The percentage of sequences pairs with percentage of sequence identity larger than 40% is also small (0.06%).
This clearly shows that randomly built PDB subsets containing 7000 protein chains are sufficiently small to avoid excessive internal redundancy.
Furthermore, it is necessary to check how frequently the same protein sequence is randomly selected in two or more of the 10 PDB subsets. In other words, it is necessary to evaluate the degree of overlap between the subsets. This is a relevant problem, since there are 70000 entries in ten groups of 7000 entries and this represents a considerable fraction (about 40%) of the whole PDB.

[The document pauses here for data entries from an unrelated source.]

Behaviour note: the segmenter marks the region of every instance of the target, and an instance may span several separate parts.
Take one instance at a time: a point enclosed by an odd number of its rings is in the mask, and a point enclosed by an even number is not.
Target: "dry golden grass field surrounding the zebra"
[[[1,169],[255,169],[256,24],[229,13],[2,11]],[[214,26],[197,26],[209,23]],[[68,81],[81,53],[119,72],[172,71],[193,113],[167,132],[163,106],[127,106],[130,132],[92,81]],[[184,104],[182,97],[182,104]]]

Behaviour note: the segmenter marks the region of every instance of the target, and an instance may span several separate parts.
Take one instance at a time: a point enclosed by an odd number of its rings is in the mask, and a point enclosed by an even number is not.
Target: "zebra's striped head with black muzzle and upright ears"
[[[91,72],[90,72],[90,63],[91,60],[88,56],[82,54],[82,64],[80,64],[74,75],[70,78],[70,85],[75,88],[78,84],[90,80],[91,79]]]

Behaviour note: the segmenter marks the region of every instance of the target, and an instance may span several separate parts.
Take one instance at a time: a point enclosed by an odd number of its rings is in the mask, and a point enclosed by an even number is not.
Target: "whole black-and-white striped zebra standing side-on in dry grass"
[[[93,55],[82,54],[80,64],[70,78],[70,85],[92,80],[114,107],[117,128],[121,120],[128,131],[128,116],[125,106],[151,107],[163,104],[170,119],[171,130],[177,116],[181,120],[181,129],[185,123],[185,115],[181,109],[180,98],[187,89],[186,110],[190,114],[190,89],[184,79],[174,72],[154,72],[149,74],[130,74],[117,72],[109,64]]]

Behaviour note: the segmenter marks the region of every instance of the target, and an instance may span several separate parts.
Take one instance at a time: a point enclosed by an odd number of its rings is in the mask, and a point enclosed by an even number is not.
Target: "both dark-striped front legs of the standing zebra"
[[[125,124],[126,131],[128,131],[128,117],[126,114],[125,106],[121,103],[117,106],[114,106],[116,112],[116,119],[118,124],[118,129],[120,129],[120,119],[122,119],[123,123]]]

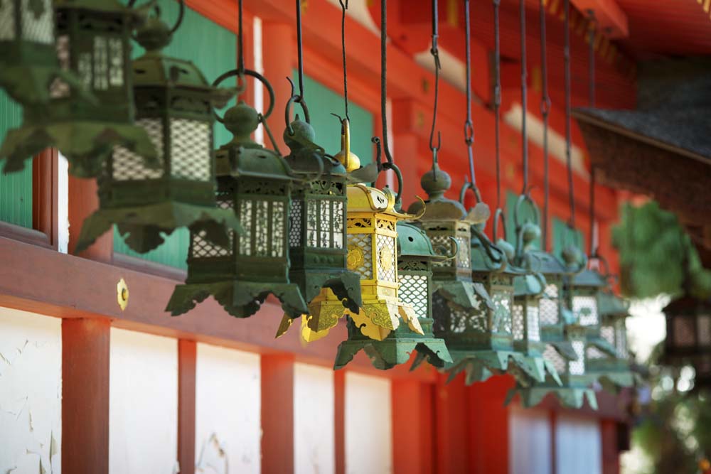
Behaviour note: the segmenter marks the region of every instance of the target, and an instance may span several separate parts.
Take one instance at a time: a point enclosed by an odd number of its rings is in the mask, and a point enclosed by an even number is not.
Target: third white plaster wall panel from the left
[[[260,387],[259,355],[198,344],[196,473],[260,472]]]

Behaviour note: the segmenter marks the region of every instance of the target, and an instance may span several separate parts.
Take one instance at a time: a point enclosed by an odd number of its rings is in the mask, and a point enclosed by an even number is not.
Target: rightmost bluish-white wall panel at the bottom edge
[[[602,438],[599,420],[560,415],[555,424],[555,465],[558,474],[601,474]]]

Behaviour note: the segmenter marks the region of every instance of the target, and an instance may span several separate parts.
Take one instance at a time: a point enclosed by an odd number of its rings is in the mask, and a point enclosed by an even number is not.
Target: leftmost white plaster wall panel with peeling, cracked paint
[[[62,320],[0,307],[0,473],[59,474]]]

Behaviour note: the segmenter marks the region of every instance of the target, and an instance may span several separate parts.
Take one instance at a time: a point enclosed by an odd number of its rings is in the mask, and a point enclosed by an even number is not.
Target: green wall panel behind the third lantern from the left
[[[161,7],[162,17],[172,24],[178,14],[178,3],[173,0],[159,0],[158,4]],[[220,74],[237,66],[237,37],[231,31],[186,8],[183,24],[164,52],[166,55],[193,61],[208,82],[212,83]],[[143,54],[143,48],[134,43],[132,53],[134,58],[138,57]],[[231,84],[233,83],[230,83],[230,80],[223,82],[225,86]],[[234,101],[230,104],[233,103]],[[223,109],[223,112],[224,110],[226,109]],[[215,125],[215,146],[224,144],[230,138],[231,134],[222,125]],[[178,229],[157,249],[146,254],[137,254],[129,249],[114,230],[114,252],[181,269],[186,268],[188,245],[188,230]]]

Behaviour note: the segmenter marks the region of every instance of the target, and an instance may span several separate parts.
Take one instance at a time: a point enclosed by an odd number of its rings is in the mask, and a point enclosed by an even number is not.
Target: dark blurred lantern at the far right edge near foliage
[[[664,309],[667,336],[664,361],[676,367],[691,365],[694,389],[711,387],[711,299],[685,293]]]

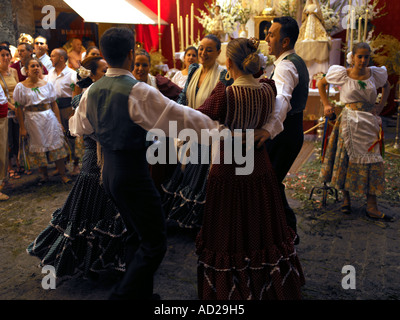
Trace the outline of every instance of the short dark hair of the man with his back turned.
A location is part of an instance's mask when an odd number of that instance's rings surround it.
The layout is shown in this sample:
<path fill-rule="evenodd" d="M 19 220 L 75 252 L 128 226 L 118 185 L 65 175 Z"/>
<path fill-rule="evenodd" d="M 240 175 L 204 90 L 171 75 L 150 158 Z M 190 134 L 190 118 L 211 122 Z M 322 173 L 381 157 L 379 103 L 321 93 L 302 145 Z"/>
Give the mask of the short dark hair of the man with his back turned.
<path fill-rule="evenodd" d="M 129 28 L 110 28 L 100 39 L 100 50 L 111 67 L 121 67 L 135 50 L 135 32 Z"/>

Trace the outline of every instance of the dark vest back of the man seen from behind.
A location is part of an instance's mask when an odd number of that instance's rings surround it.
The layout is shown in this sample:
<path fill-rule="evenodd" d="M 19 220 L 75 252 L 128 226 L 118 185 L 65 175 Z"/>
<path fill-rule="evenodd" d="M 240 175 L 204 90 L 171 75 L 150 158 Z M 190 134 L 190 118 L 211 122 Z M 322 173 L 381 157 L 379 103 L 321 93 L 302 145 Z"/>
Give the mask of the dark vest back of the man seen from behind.
<path fill-rule="evenodd" d="M 146 134 L 128 110 L 129 94 L 138 81 L 126 76 L 103 77 L 89 90 L 87 118 L 103 148 L 139 150 L 146 147 Z"/>

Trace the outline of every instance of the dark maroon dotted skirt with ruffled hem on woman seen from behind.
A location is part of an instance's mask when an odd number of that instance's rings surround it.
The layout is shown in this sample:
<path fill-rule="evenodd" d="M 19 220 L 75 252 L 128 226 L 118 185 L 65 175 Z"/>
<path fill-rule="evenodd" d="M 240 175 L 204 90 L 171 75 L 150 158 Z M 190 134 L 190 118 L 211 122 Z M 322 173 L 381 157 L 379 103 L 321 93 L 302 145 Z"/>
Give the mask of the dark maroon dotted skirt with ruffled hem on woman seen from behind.
<path fill-rule="evenodd" d="M 235 165 L 214 165 L 203 227 L 196 239 L 199 298 L 300 299 L 304 275 L 286 224 L 279 187 L 266 151 L 255 170 L 235 176 Z M 218 201 L 221 194 L 227 195 Z M 216 232 L 215 230 L 218 230 Z"/>

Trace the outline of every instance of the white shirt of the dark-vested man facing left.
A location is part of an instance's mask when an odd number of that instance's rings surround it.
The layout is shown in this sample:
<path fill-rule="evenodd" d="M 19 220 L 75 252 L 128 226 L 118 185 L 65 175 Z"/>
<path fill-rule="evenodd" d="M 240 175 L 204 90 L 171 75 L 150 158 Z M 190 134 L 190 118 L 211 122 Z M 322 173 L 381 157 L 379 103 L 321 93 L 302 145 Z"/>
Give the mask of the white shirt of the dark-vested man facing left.
<path fill-rule="evenodd" d="M 283 60 L 292 53 L 295 53 L 294 49 L 284 52 L 274 62 L 275 70 L 272 80 L 275 81 L 277 90 L 275 109 L 269 117 L 268 122 L 263 126 L 263 129 L 270 133 L 271 139 L 283 131 L 283 122 L 286 119 L 287 113 L 292 109 L 290 105 L 292 93 L 299 83 L 299 74 L 293 62 Z"/>

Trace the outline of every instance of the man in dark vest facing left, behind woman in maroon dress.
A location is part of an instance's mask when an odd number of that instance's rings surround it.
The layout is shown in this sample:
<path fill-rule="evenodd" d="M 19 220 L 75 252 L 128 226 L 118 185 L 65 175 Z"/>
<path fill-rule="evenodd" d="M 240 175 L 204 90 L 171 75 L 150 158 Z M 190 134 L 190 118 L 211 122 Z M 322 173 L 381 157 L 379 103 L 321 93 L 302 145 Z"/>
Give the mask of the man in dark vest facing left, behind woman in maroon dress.
<path fill-rule="evenodd" d="M 278 181 L 281 183 L 286 220 L 296 233 L 296 216 L 285 195 L 283 180 L 303 146 L 303 110 L 308 98 L 309 75 L 304 61 L 295 53 L 294 45 L 299 27 L 291 17 L 273 20 L 266 41 L 270 54 L 276 57 L 271 78 L 277 89 L 274 114 L 262 131 L 255 132 L 258 145 L 266 141 L 266 147 Z M 263 137 L 260 138 L 260 135 Z M 298 244 L 297 236 L 295 243 Z"/>

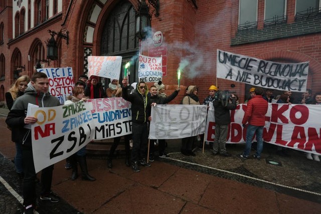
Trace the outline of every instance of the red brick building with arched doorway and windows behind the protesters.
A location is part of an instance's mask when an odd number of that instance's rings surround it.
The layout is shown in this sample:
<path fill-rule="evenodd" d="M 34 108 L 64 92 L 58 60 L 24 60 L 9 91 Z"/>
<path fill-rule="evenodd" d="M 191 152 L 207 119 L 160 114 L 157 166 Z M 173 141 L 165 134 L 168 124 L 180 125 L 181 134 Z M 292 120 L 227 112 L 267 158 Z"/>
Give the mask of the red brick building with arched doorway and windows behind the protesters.
<path fill-rule="evenodd" d="M 321 91 L 319 0 L 146 2 L 152 34 L 161 31 L 164 36 L 166 85 L 177 84 L 177 69 L 184 64 L 181 84 L 199 86 L 201 101 L 214 84 L 235 91 L 242 102 L 252 86 L 216 78 L 220 49 L 275 62 L 309 61 L 307 88 Z M 0 0 L 1 101 L 15 77 L 31 76 L 38 61 L 43 67 L 72 67 L 78 78 L 88 72 L 88 56 L 122 56 L 124 66 L 139 50 L 150 54 L 151 39 L 139 43 L 135 34 L 140 4 L 139 0 Z M 54 35 L 58 60 L 49 63 L 45 61 L 48 30 L 65 36 L 68 32 L 69 38 L 67 44 Z M 130 69 L 130 81 L 137 81 L 136 61 Z"/>

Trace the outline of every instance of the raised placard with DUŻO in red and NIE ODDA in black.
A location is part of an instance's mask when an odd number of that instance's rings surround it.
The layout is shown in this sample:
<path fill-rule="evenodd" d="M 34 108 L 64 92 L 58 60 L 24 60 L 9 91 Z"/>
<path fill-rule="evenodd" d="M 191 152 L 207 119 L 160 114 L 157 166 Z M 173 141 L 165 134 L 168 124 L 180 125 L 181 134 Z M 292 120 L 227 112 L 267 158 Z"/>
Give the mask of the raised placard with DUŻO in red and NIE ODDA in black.
<path fill-rule="evenodd" d="M 139 54 L 139 81 L 158 82 L 162 80 L 162 77 L 162 57 L 147 57 Z"/>

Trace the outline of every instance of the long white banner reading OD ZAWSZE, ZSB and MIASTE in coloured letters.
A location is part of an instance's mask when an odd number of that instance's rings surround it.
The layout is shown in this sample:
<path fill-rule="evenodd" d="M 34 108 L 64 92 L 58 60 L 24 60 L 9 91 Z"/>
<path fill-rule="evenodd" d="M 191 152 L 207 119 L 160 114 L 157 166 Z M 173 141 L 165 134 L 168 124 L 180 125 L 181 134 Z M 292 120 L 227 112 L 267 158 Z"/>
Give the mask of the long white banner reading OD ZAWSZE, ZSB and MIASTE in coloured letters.
<path fill-rule="evenodd" d="M 131 133 L 130 103 L 121 97 L 89 99 L 69 105 L 31 108 L 36 172 L 77 152 L 91 140 Z"/>

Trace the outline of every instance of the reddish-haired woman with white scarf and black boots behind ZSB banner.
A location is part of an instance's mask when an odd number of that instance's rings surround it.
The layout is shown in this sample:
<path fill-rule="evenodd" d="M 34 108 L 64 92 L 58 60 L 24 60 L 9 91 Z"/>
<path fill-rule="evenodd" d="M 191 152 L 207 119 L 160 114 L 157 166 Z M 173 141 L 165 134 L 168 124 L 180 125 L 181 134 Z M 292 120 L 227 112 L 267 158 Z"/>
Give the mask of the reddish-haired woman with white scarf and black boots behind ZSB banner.
<path fill-rule="evenodd" d="M 84 89 L 81 87 L 73 88 L 72 96 L 68 96 L 66 99 L 67 100 L 65 102 L 65 105 L 76 103 L 79 101 L 87 102 L 87 99 L 84 97 Z M 70 157 L 70 163 L 72 168 L 72 174 L 71 174 L 72 180 L 76 180 L 78 177 L 77 162 L 79 163 L 83 180 L 90 180 L 90 181 L 96 180 L 94 177 L 88 174 L 87 161 L 86 161 L 86 146 L 82 147 L 79 151 L 77 151 L 75 154 L 71 155 Z"/>

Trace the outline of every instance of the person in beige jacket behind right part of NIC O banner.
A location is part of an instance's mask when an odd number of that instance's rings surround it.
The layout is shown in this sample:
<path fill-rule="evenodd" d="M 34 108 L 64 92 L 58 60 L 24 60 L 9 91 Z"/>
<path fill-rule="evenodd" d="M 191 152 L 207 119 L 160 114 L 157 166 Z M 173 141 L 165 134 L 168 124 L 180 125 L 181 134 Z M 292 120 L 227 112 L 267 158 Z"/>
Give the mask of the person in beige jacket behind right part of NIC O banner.
<path fill-rule="evenodd" d="M 197 96 L 197 86 L 189 86 L 186 92 L 187 96 L 183 98 L 183 105 L 200 105 L 199 97 Z M 195 143 L 195 136 L 182 138 L 181 153 L 186 156 L 196 156 L 192 151 Z"/>

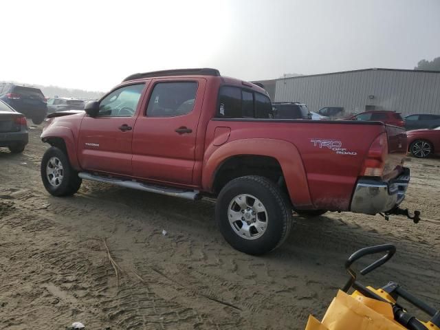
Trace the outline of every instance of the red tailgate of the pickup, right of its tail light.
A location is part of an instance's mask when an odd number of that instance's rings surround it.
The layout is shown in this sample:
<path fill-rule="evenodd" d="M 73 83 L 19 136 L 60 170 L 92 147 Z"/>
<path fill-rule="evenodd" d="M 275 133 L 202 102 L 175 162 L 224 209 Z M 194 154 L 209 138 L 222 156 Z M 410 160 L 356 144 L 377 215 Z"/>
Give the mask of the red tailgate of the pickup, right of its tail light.
<path fill-rule="evenodd" d="M 386 158 L 383 178 L 393 179 L 403 170 L 408 146 L 405 129 L 397 126 L 385 125 L 388 136 L 388 157 Z"/>

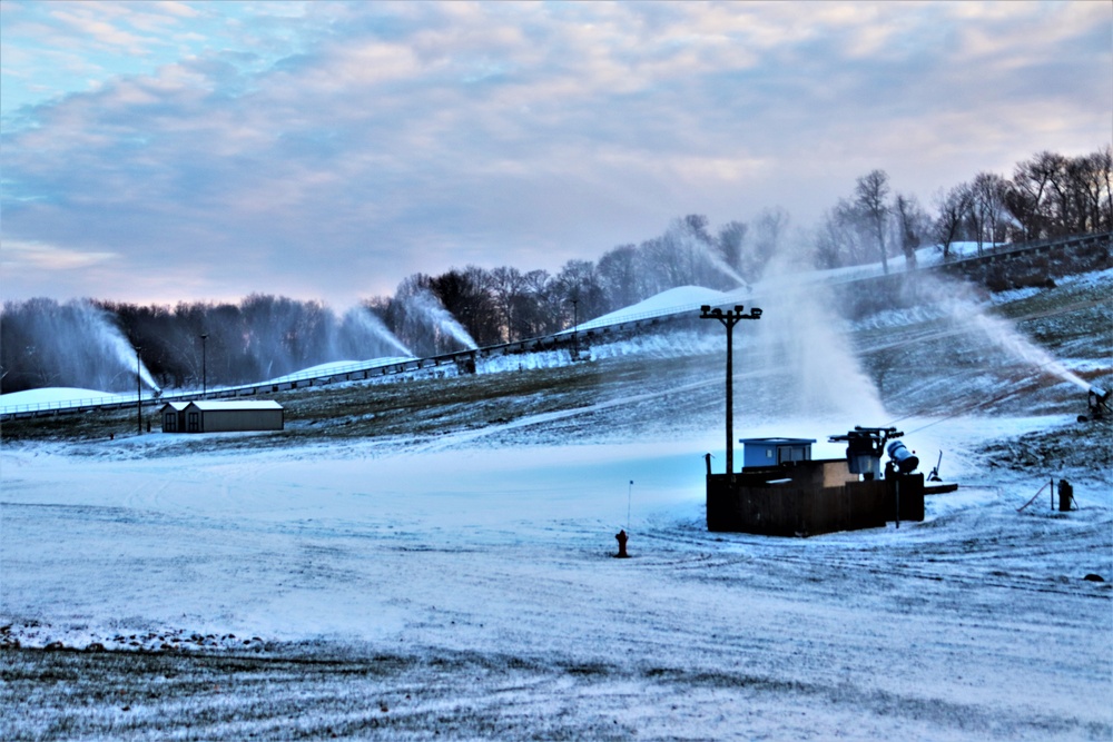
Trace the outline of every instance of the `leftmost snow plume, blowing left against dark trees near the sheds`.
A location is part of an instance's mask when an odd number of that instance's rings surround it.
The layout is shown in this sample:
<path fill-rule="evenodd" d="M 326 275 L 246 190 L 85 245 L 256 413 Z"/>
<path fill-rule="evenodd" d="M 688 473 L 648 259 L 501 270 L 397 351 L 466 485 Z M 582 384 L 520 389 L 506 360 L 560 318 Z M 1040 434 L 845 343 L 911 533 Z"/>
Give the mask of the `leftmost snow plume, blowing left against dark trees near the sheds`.
<path fill-rule="evenodd" d="M 79 386 L 134 392 L 136 374 L 158 390 L 136 348 L 111 315 L 85 299 L 6 303 L 2 325 L 6 387 Z"/>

The overlap between the two groups, each containing D protein sequences, is evaluated by removing duplicate sequences from one of them. As a consequence, two groups might contain R and R’ protein sequences, with R ≤ D and R’ ≤ D. The expression NOVP =100 min(R,R’)/D would be equal to 100 if no overlap occurs, and it would be lower than 100 in case of overlap. Here NOVP ranges from 66 to 100, amongst all unique pairs of the ten PDB random subsets, with an average vale of 81 (standard error 3). This indicates that it is uncommon that the same structure is selected twice in ten PDB subsets of 7000 protein chains.